Downloading Pronto's Data

We'll start by downloading the data (available on Pronto's Website) which you can do by uncommenting the following shell commands (the exclamation mark here is a special IPython syntax to run a shell command). The total download is about 70MB, and the unzipped files are around 900MB.

In [1]:
# !curl -O https://s3.amazonaws.com/pronto-data/open_data_year_one.zip
# !unzip open_data_year_one.zip

Next we need some standard Python package imports:

In [2]:
%matplotlib inline
import matplotlib.pyplot as plt
import pandas as pd
import numpy as np
import seaborn as sns; sns.set()

And now we load the trip data with Pandas:

In [3]:
trips = pd.read_csv('2015_trip_data.csv',
                    parse_dates=['starttime', 'stoptime'],
                    infer_datetime_format=True)
trips.head()
Out[3]:
trip_id starttime stoptime bikeid tripduration from_station_name to_station_name from_station_id to_station_id usertype gender birthyear
0 431 2014-10-13 10:31:00 2014-10-13 10:48:00 SEA00298 985.935 2nd Ave & Spring St Occidental Park / Occidental Ave S & S Washing... CBD-06 PS-04 Annual Member Male 1960
1 432 2014-10-13 10:32:00 2014-10-13 10:48:00 SEA00195 926.375 2nd Ave & Spring St Occidental Park / Occidental Ave S & S Washing... CBD-06 PS-04 Annual Member Male 1970
2 433 2014-10-13 10:33:00 2014-10-13 10:48:00 SEA00486 883.831 2nd Ave & Spring St Occidental Park / Occidental Ave S & S Washing... CBD-06 PS-04 Annual Member Female 1988
3 434 2014-10-13 10:34:00 2014-10-13 10:48:00 SEA00333 865.937 2nd Ave & Spring St Occidental Park / Occidental Ave S & S Washing... CBD-06 PS-04 Annual Member Female 1977
4 435 2014-10-13 10:34:00 2014-10-13 10:49:00 SEA00202 923.923 2nd Ave & Spring St Occidental Park / Occidental Ave S & S Washing... CBD-06 PS-04 Annual Member Male 1971

Each row of this trip dataset is a single ride by a single person, and the data contains over 140,000 rows!

Exploring Trips over Time

Let's start by looking at the trend in number of daily trips over the course of the year

In [4]:
# Find the start date
ind = pd.DatetimeIndex(trips.starttime)
trips['date'] = ind.date.astype('datetime64')
trips['hour'] = ind.hour
In [5]:
# Count trips by date
by_date = trips.pivot_table('trip_id', aggfunc='count',
                            index='date',
                            columns='usertype', )
In [6]:
fig, ax = plt.subplots(2, figsize=(16, 8))
fig.subplots_adjust(hspace=0.4)
by_date.iloc[:, 0].plot(ax=ax[0], title='Annual Members');
by_date.iloc[:, 1].plot(ax=ax[1], title='Day-Pass Users');

This plot shows the daily trend, separated by Annual members (top) and Day-Pass users (bottom).
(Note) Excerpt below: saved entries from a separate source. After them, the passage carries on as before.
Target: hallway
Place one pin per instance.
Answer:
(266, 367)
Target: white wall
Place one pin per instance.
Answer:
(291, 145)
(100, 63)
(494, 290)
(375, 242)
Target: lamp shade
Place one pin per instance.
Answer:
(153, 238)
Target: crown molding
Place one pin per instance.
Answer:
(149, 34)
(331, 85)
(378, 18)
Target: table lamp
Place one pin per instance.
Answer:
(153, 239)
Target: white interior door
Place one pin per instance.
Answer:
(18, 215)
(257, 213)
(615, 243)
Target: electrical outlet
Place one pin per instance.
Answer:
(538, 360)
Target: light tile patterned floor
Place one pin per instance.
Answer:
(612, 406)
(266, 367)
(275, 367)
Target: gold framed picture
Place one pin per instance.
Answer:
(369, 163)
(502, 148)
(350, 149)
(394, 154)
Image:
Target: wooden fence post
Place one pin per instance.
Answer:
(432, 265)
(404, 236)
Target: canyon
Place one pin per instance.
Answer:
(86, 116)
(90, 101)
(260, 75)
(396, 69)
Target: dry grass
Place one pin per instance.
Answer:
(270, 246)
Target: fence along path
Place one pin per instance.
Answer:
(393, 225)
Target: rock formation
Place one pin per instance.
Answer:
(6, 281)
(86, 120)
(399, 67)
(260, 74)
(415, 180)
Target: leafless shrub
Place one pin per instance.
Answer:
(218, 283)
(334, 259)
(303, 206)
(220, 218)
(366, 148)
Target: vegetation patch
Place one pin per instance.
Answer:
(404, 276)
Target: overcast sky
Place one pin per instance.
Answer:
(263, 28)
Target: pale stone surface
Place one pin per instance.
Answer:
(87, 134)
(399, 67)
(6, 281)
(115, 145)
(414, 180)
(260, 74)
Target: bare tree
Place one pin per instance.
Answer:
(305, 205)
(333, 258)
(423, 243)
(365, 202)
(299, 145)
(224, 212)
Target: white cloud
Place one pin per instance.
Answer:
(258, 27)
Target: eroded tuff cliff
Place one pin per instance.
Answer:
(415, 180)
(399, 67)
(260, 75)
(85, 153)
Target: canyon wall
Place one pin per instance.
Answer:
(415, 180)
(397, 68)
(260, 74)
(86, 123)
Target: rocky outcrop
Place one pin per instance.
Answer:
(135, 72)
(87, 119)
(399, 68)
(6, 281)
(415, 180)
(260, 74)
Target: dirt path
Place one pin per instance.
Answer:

A couple observations:

  • The big spike in short-term pass rides in April is likely due to the American Planning Association national conference, held in downtown Seattle that week. The only other time that gets close is the 4th of July weekend.
  • Day pass users seem to show a steady ebb and flow with the seasons; the usage of annual users has not waned as significantly with the coming of fall.
  • Both annual members and day-pass users seem to show a distinct weekly trend.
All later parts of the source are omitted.